20.8 Generics: Compile-Time Polymorphism

While trait objects provide runtime polymorphism, Rust’s idiomatic approach for polymorphism, when possible, is through generics and traits, enabling compile-time polymorphism.

Generic code is written using type parameters constrained by traits (e.g., <T: Display>). The Rust compiler performs monomorphization: it generates specialized versions of the generic code for each concrete type used at the call sites.
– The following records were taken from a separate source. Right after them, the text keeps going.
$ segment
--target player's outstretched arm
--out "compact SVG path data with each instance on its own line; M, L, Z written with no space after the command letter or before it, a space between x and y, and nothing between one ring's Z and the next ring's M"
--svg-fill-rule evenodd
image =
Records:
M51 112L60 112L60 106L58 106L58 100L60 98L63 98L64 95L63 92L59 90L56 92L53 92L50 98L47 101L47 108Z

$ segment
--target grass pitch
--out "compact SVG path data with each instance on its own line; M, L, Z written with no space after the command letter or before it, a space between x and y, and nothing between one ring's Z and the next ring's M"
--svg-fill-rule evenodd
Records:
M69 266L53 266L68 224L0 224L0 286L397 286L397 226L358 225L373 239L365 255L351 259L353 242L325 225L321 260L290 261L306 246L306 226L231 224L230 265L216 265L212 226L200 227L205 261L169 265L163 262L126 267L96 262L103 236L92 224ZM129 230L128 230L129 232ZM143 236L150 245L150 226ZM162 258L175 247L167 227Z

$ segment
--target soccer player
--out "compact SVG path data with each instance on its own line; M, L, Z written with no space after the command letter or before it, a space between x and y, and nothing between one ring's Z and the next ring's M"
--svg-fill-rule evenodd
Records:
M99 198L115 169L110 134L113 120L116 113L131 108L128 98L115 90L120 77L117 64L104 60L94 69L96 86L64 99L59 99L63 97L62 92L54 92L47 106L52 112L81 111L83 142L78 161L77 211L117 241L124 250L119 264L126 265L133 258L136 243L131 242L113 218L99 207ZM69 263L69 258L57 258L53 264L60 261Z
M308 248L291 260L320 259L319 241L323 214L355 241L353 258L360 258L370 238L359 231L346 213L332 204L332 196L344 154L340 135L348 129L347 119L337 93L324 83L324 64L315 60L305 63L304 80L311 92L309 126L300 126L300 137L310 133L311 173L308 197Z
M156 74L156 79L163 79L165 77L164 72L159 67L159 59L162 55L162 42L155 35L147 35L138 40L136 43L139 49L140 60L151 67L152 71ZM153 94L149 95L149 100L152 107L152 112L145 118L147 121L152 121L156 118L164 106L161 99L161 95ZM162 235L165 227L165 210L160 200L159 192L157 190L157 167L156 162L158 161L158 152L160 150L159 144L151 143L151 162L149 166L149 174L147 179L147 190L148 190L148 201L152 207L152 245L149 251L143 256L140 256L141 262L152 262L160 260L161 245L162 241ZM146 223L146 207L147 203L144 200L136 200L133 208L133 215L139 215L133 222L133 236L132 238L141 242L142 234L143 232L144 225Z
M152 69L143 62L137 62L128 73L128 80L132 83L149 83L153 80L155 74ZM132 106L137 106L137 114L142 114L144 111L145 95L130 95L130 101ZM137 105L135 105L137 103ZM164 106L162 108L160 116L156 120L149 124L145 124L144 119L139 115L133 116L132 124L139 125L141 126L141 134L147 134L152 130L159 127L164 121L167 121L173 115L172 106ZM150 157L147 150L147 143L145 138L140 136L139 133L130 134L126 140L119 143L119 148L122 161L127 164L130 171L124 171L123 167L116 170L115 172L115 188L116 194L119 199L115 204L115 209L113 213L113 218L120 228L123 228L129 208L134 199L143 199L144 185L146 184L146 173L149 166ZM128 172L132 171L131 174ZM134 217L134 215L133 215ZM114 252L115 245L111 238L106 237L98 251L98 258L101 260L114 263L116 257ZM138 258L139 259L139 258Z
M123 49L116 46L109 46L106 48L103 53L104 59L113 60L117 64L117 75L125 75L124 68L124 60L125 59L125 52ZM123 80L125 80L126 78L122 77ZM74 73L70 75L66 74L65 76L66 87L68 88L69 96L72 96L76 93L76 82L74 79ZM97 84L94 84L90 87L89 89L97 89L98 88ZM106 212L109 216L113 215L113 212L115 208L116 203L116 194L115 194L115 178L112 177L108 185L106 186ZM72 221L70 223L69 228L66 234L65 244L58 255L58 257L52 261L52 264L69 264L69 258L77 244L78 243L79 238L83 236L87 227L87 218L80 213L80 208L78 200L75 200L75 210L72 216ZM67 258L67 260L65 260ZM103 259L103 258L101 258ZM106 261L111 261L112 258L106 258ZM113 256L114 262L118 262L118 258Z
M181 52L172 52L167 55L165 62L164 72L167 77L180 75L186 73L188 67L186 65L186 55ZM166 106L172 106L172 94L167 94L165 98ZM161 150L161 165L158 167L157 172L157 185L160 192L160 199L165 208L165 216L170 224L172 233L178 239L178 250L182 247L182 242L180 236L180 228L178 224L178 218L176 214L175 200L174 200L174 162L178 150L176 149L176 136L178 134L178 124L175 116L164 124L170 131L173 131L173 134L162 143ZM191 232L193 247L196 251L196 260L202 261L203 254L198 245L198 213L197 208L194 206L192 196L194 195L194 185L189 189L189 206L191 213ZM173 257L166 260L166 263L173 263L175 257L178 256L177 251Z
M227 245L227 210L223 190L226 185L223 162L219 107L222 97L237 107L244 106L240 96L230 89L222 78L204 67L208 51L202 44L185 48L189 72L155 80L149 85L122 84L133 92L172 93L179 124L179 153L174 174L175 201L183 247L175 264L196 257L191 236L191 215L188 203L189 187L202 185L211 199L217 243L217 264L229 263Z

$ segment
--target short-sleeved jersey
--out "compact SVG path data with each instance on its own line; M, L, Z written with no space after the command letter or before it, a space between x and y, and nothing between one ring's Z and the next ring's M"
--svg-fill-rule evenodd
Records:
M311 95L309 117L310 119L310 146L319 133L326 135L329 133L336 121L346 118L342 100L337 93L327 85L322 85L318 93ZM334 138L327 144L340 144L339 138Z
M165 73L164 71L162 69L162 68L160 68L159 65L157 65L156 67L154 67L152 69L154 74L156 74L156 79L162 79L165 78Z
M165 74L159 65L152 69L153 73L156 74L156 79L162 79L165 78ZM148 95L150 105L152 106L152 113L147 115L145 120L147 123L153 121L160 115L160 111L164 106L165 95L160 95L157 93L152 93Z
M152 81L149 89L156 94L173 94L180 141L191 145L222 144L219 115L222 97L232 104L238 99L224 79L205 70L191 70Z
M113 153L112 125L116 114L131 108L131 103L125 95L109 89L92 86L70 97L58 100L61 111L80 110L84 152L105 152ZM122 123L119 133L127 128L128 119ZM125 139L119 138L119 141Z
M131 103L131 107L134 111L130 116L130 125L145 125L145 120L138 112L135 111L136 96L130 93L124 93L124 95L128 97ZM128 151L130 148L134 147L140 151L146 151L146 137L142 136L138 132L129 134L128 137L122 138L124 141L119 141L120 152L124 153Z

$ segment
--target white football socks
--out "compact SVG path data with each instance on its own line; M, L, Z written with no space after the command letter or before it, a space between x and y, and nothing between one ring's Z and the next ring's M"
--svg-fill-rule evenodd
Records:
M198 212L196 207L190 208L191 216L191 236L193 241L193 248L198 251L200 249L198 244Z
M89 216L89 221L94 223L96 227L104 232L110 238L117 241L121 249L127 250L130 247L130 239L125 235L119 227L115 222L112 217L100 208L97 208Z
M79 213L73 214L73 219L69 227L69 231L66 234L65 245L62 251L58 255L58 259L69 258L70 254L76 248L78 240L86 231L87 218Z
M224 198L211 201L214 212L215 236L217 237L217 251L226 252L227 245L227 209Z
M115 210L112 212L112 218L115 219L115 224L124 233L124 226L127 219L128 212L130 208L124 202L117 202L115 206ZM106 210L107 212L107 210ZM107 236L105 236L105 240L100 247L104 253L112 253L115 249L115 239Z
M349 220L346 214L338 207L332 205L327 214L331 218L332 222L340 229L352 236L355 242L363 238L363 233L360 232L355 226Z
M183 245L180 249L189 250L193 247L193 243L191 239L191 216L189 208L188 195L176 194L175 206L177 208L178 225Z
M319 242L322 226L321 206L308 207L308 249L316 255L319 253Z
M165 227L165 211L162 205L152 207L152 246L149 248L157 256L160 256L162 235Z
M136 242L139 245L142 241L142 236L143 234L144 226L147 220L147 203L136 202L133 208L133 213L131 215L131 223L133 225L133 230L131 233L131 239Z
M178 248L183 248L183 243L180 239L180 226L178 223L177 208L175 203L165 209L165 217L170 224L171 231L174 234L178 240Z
Example: Generic Max Function

use std::cmp::PartialOrd;
use std::fmt::Display;

// Works for any type T that supports partial ordering and can be displayed.
fn print_larger<T: PartialOrd + Display>(a: T, b: T) {
    let larger = if a > b { a } else { b };
    println!("The larger value is: {}", larger);
}

fn main() {
    print_larger(5, 10);       // Works with i32
    print_larger(3.14, 2.71);  // Works with f64
    print_larger("apple", "banana"); // Works with &str
}

During compilation, specialized versions like print_larger_i32, print_larger_f64, and print_larger_str are effectively created. Method calls within these specialized functions are direct or potentially inlined, avoiding the runtime overhead of vtable lookups associated with trait objects. This leads to highly efficient code, equivalent to manually specialized code.